On Thursday and Friday The Family Conservancy hosted a two-day Conscious Discipline training, primarily focused on the introduction to Conscious Discipline for educators who specialize in early age learning such as preschool and kindergartener. More than 120 educators from around the Kansas City Metro Area traveled to Excelsior Springs to receive the highly sought-after training. The event was a boon for Excelsior Springs Early Childhood Center who had 14 staff members in attendance. Dr. Katie Andresan said that she was excited to have such a helpful training opportunity in our own district. “We’re here to really work on being the best possible educators by having a strong social-emotional presence and learning how we can take this knowledge and help our children be more successful with their social-emotional needs,” she said. Andreasen added that after COVID, addressing the emotional needs of young learners has become especially significant.

According to their website, Conscious Discipline is a program that teaches children how to regulate and manage emotions in order to make safe and healthy choices. But the main focus of the training is on the educators and parents. “In order to best help our children with the conscious discipline approach, we need to do the work on ourselves and our own emotions first,” says Conscious Discipline trainer Becky Bailey. Early Childhood Center educator, Ali Stock said she was very excited to be able to attend the training so close to home and to be able to add to her knowledge and skills base. Stock stated that she felt it was important for educators to learn how to help themselves by getting into the right mental state in order to help others.”I just think it’s really important when working with kiddos to be able to regulate your own emotions so you can help demonstrate those skills to those who may have trauma,” said Stock.

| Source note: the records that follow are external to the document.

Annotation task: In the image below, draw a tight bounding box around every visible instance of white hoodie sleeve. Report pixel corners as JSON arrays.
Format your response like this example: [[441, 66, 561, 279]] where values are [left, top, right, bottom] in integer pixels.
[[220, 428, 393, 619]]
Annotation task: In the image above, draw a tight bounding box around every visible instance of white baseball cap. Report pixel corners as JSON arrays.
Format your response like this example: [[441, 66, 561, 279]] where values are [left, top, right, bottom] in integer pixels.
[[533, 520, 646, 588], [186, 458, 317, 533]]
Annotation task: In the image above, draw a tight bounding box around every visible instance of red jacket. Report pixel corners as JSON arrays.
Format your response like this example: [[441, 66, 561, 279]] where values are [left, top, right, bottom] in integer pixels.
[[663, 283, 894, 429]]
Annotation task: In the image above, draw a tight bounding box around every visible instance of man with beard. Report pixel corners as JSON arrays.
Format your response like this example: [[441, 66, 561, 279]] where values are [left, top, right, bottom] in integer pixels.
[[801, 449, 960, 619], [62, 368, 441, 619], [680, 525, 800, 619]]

Event organizers Michelle Franklin and Amy Herring said they wanted to keep the training, paid for through the use of Clay County Children’s Fund, in Clay County because the funding comes from area residents. They said they chose the Elms Hotel for a location as a symbol of how important it is for teachers and administrators to be able to care for themselves, emotionally, mentally, and physically, in order to best address the needs of the students. Franklin said that the Family Conservancy’s mission is to ensure that every young child has access to high-quality early education, regardless of social standing.” Herring added that these types of trainings are just one of the ways they can help to improve the quality of early education programs in our area.